SIGH....more doctors appointments! Honestly my life completely revolves around them right now and I HATE it! Kai is now seeing a surgeon, a neurosurgeon, a GI doctor, a urologist, and an ENT-not to mention the regular "well-baby" visits and normal visits. Add in all of Claire's tests and neurologist visits, and the other kids visits to the ENT for tube check ups, and then 3 other kids sick and well child visits to our doctor and you can see why my life revolves around doctors appointments. Sometimes I just get overwhelmed thinking about what's ahead and feel like bawling my eyes out. Last night after we got home, I told Sam that just needed to go to bed. It was earlier than we normally go to bed, but I said it's either that or I just start sobbing and you have to deal with an emotional crazy woman! He chose bed! :)
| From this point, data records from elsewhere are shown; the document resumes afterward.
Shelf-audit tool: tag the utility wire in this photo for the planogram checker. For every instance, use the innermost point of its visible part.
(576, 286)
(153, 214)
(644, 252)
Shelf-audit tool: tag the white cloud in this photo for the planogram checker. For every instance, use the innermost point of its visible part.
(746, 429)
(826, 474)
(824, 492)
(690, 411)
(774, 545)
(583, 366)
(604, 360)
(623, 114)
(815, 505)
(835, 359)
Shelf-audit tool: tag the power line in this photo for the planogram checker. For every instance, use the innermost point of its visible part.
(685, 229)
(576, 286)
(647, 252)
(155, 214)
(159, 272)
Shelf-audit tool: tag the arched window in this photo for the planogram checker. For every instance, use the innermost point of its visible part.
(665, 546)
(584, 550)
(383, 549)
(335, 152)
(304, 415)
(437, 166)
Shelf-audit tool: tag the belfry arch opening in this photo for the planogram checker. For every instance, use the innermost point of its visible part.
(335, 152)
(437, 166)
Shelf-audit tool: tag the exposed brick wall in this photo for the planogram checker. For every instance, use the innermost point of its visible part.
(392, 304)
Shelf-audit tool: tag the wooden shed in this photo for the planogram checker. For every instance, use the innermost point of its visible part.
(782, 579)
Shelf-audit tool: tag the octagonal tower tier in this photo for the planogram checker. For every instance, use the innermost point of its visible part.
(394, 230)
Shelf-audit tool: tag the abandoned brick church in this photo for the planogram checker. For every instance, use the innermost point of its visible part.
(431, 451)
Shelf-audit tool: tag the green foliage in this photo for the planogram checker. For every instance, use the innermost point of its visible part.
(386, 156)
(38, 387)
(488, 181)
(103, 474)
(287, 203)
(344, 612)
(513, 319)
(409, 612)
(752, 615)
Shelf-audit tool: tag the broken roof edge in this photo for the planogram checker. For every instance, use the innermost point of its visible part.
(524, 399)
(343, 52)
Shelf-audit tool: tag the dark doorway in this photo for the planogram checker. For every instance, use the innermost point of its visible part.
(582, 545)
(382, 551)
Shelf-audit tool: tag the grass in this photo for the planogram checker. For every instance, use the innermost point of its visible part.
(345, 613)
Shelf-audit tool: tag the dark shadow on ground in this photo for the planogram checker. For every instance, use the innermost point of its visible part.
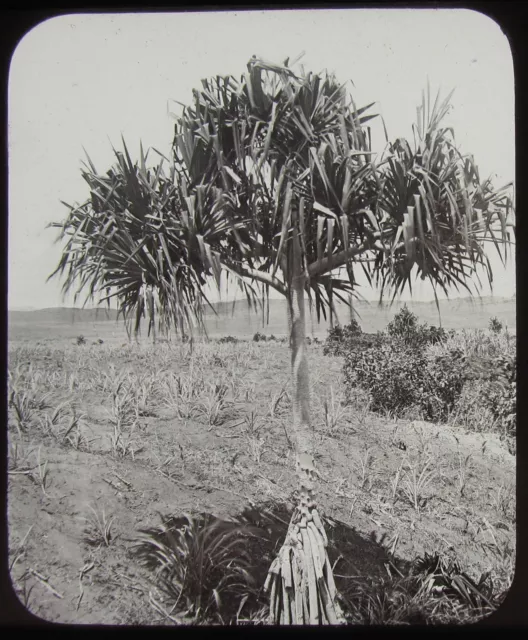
(356, 559)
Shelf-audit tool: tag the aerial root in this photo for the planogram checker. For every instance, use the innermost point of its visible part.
(300, 580)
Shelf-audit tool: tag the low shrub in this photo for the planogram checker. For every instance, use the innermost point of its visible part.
(405, 327)
(399, 377)
(341, 338)
(495, 325)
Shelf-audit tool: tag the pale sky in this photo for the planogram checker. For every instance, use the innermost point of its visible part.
(84, 80)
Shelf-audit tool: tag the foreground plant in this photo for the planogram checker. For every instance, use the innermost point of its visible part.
(201, 564)
(273, 182)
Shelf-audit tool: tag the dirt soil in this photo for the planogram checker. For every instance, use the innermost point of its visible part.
(462, 505)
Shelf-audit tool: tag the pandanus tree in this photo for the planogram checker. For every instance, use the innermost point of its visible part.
(273, 181)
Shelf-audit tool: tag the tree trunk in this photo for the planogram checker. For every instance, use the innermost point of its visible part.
(300, 578)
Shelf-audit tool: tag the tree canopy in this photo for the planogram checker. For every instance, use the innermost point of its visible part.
(256, 160)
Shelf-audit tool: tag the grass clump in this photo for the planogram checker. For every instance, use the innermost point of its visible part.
(201, 564)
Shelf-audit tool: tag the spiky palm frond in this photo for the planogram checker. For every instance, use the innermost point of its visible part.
(138, 238)
(282, 150)
(435, 210)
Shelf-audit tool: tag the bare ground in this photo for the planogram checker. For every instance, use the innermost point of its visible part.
(370, 472)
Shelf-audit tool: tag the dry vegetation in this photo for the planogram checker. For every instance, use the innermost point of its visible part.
(110, 446)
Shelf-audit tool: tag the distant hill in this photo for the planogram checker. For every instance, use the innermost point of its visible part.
(62, 315)
(236, 319)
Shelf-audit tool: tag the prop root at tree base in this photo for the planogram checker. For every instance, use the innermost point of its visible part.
(300, 581)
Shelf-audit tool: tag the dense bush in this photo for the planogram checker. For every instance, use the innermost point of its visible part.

This morning when I woke up I still feel overwhelmed thinking about what's ahead, but I'm ok. I am watching my babies play. Kai is walking and crawling and talking and doing all that he's supposed to be doing. Claire is just her normal spunky self and it's obvious that, even while they are fighting, that they all love each other. A very wise friend reminded me last night to just take one day at a time and let tomorrow take care of itself. Plus, God has sometimes funny ways of reminding me to have faith. My kids were watching a VeggieTales movie last night while I was telling Sam about the day and one of the songs that they LOVE (therefore repeating 6 milllion times) on this particular movie goes something like this "God is bigger than the boogie man! He's bigger than Godzilla or the monsters on TV! Oh, God is bigger than the boogieman and He's watching over you and me." I need to just keep reminding myself that God IS bigger than anything and He IS watching over us and while for the life of me I can't figure out why, God is allowing us to go thru these trials. It's not up to me to know why, I just need to keep having faith. This is most DEFINITELY NOT easy, but I'm trying. We very much appreciate your prayers for our family.
One of these days, I'm going to post my vacation pics and blog about HAPPY things! :)
Aren't you glad it's 2012? Think what Claire and Kai's health prognosis would have been in the "good" old days. And you can get to DM and IC, see their specialists and be back home in a day. I'm thinking sometimes those good old days weren't so good after all! Praying for your precious family. Iris D.
ReplyDeleteI love you Tiff, keep being the good mom you are.